The question is this: would a female NDP leader, all else being equal, provided a net boost, net harm, or make no difference over a male leader? I believe the effect of this is certainly constrained, but it is quite possible that it would make a small benefit in the order of a few percentage points.
A female NDP leader would not be quite as historic as Obama's case in the US. Canada has had a female Prime Minister (Kim Campbell) before, but only briefly and not elected. The NDP specifically has had female leaders before such as Alexa McDonough before. Prominent Premiers accross different parties and provinces like Alison Redford and Christie Clark are female. 40% of NDP seats are held by females. So the perception of a glass ceiling for women is not quite as high in Canada as it is for blacks in the US. Nonetheless, it would still be historic and an excellent reflection of Canada's culture of gender equality and there will be some subset of the population that finds this an influencing factor in their electoral decision.
The mechanism that this is going to be most influential on is by giving one more reason or excuse for past Liberal voters to come into the NDP camp. I suspect many would like the idea of being part of the first elected female Prime Minister of Canada, and particularly for those who don't have clear ideas on preferences between the parties, this could push them over the edge.
Gaining support is not just about the binary ability to flip a small percentage of votes from Liberal to NDP due solely to gender. It is also about the increase in enthusiasm that people may feel for her, and the way this builds momentum and support much the way the enthusiasm for Barack Obama's historic candidacy helped gain support even if there were relatively few that voted for him exclusively because he was black and would not have otherwise. It is these soft factors that are probably most important in gender considerations.
The black mark on society is that, unfortunately, there are still people who will not vote for someone because they are female. This is relatively rare. What is more common is people who - often unconsciously - are somewhat less likely to vote for a female or would be less enthusiastic about it as an aggregate. Certainly such people exist in all parties, but there are measurable statistical differences between them.
Take the question of whether people think it would be a good thing for there to be more females in politics. Most, from all parties, think this is either a positive effect or has no effect with only a few (more among Conservatives) willing to tell a pollster they think it is a negative effect. However, people were significantly more likely to say it was a positive effect opposed to no effect if they were a member of the NDP or a member of the Liberals than a member of the Conservatives.
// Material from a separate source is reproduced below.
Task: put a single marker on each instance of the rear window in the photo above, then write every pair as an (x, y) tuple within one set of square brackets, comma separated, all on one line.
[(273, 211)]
I would submit that there would be a genuine advantage then for a female NDP leader in attracting the 56% of Liberals who think there would be a benefit of having more women in politics.
Or take the issue of the balancing of priorities. In Canada, there is a very strong correspondence between how females in general rank various issues (Ethics, Economy, Social, Fiscal) and how NDP voters rank them. Females and NDP voters both rank social issues as the top priority at 41% and 42% respectively, for instance. Bring females into the NDP fold seems like a very natural fit and is perhaps best able to be done by a female leader.
When given a specific case, it is hard to objectively say that a person's decision is because of race or gender. Most don't openly or even consciously acknowledge the influence that race or gender plays for them, doubly so if it is being used as a reason to not vote for somebody. However, social science has repeatedly showed that in large numbers there are aggregate differences in peoples behavior based on these kinds of factors and as we have seem, there are legitimate differences in male vs female responses to polling questions.
All of this is good in general, but given how an NDP leadership contest is ongoing, the question must be more specifically targeted at the two female candidates: Peggy Nash and Niki Ashton. Ashton is at or near the bottom of the pack in terms of endorsements and polling numbers so we can discredit her chances of winning the nomination. Peggy Nash, however, is among the frontrunners (3rd in endorsements, 2nd in polling). The question is thus this: does the fact that Peggy Nash is female help or hurt her in terms of electability in the general election? Note that in terms of her chances of winning the nomination itself, how people perceive her chances in the general is crucial.
I think this does, albeit only slightly, increase her chances. It provides a legitimate avenue for which to poach Liberal voters, particularly females, who think there should be more women in politics, who would like the idea of being part of a historic vote for female Prime Minister, and are statistically more receptive to the NDP's balancing of priorities which may be more easily identified with a female leader.